I personally think that both baptism and debaptism are more appropriate for adults. One of the problems with baptism is that it is a decision often made by parents for children before the children are old enough to consent or understand the ritual they are participating in. Debaptism is a humorous response to that very problem by letting people revoke their participation in a ritual that they never consented to in the first place.
Ken Ham also claims that we have shirts that say “It’s okay not to believe in God,” which is not true. That sentence was a comment written by an anonymous camper in 2004 on his/her camp evaluation form in response to a question asking “What have you learned at Camp Quest 2004?” Note that the camper didn’t write that there isn’t a god, just that it is okay not to believe. We aren’t trying to convert campers to a particular worldview at camp, but we are trying to send them the message that there is nothing wrong with them or with their parents for not believing in a god.
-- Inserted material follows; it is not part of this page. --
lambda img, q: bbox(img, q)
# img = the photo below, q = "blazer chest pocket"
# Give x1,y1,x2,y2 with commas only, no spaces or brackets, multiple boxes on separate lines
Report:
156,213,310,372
In our pervasively religious culture, this is something that a lot of our campers really need to hear, and that is exactly the message that this camper got from the Camp Quest experience.
Answers in Genesis has a history of mischaracterizing Camp Quest. I think they like to make us the bogeyman to scare their supporters into donating more money or buying more products from them. In the future, I encourage them to contact us when they are writing an article, or at least do some basic fact checking before going to press. I’d be happy to be interviewed for a future AiG newsletter article that would correct some of the errors they’ve made in this article.
It’s an eloquent response from the head of the organization. I imagine she’d have even more interesting thoughts to share with Ham’s followers if he took her up on that last line.
Will he do that? I doubt it. But I’d love to be proven wrong here.